Fíjense: la primera vez que les vi cenar fue precisamente mientras el Spirit of
the Seas viajaba de Génova hacia esta ciudad de Nápoles para la primera escala,
¿y saben lo que pasó? Pues que cuando acabaron la cena él pidió que le llevase
un palillo. Madonna mia! ¡Un palillo! ¡Pretendía limpiarse la dentadura allí
mismo, en mi salón, delante de todos los demás pasajeros! ¡Qué vergüenza!”
…..
“Un
día me montó una escena absolutamente intolerable delante de la barra de
cócteles del salón. ¡Este brebaje repugnante que me ha servido en la copa no
tiene nada que ver con lo que ponía en la carta! ¡Hágame otro de inmediato!
Gritaba como un loco enfurecido. Le pido mil disculpas, caballero, le contesté.

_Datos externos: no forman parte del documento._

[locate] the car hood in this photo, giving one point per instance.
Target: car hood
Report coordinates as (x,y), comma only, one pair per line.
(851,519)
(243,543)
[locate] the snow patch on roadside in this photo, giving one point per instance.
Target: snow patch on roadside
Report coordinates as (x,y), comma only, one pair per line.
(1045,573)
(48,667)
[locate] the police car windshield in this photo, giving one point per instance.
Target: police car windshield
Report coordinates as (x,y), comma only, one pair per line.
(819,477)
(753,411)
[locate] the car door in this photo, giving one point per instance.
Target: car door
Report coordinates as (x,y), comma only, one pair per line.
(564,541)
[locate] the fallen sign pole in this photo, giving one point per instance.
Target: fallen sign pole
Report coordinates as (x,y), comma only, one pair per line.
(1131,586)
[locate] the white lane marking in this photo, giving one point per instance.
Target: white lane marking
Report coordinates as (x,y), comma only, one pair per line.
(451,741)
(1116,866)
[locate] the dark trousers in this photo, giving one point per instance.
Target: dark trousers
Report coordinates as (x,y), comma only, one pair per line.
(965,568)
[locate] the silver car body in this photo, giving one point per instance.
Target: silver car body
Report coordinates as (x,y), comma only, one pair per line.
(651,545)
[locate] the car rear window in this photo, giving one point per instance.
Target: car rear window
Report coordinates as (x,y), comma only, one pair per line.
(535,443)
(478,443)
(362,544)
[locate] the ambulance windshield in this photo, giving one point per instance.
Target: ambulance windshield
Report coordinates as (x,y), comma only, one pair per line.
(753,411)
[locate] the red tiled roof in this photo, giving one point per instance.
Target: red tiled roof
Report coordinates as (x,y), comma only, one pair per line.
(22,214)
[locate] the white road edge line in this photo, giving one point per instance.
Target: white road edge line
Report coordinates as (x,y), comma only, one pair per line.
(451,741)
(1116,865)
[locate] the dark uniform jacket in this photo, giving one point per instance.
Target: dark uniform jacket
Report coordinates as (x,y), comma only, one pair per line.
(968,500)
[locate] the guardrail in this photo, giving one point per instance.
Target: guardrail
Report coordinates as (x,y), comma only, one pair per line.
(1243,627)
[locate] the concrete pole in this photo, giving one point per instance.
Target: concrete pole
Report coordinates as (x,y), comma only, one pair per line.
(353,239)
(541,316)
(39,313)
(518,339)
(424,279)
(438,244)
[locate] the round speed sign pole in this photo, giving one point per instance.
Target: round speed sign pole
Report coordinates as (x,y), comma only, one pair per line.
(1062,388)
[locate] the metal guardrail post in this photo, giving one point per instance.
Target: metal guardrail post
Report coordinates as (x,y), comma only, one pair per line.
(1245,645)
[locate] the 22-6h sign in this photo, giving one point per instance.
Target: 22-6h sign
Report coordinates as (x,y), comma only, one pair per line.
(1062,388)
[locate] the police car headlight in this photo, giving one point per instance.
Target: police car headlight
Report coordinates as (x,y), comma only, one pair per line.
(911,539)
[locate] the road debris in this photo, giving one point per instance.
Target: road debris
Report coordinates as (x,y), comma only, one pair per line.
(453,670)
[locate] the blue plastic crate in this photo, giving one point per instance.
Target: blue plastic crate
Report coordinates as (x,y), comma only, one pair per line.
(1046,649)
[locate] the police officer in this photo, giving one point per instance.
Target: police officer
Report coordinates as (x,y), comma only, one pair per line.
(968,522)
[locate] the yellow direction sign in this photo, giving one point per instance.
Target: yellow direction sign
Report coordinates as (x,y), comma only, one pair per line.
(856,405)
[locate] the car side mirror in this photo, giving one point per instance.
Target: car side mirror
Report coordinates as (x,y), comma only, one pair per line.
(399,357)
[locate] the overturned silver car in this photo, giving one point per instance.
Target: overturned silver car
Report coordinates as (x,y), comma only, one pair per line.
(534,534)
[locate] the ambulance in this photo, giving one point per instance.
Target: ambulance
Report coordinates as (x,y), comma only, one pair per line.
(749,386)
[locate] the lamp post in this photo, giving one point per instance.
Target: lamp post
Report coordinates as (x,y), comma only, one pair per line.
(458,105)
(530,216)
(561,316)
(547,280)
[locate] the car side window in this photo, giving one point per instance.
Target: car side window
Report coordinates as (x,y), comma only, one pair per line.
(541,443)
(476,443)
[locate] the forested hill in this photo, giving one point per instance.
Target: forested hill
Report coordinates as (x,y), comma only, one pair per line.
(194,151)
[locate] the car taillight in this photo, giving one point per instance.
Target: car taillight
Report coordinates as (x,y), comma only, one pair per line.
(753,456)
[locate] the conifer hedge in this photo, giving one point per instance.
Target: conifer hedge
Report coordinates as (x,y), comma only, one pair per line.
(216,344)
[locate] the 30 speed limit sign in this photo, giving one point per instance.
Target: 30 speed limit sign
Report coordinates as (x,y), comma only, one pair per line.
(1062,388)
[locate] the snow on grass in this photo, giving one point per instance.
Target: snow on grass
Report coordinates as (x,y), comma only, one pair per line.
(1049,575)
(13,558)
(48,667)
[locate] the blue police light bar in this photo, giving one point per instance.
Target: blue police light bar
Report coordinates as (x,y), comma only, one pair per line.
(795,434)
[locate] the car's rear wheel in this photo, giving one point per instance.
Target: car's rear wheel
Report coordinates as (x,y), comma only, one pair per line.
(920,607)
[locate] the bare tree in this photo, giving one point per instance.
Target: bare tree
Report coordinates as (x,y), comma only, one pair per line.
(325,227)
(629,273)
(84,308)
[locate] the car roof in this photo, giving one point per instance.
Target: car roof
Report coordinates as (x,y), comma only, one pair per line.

No hay motivo para preocuparse, le dije con la mejor cara de buena persona que
pude poner. Ahora mismo le preparo una especialidad mía que a buen seguro será
de su agrado. Fue lo único que se me pasó por la cabeza para contestar a tamaña
grosería. Lo agasajé con una de mis mejores sonrisas, le retiré la copa, me di
la vuelta para darle la espalda y comencé a echar en la coctelera los
ingredientes para hacerle una nueva combinación. Le preparé un cóctel delicioso
inventado por mí para casos como este, que gracias a Dios no eran abundantes:
dos medidas de vodka, un tercio de menta blanca, un cuarto de curasao rojo y,
lo más importante, un más que generoso chorro de jabón de fregar los platos y
un buen escupitajo de producción propia. Aquí tiene, caballero, e insisto en
reiterarle mis disculpas. ¡Le encantó! ¡Se relamió de gusto! Incluso se acercó
a la barra para pedirme otro que yo le hice con mucho placer. Mi cóctel había
desactivado completamente la detonación de furia del muy gandul. No se imaginan
ustedes la cantidad de veces que se lo volví a servir en todos los días que
duró el crucero. Copo de Nieve bebió más detergente lavaplatos que el propio fregadero
donde yo ponía las copas que tenía que lavar. ¡Todavía no puedo entender cómo no
echaba burbujas por la boca al hablar!”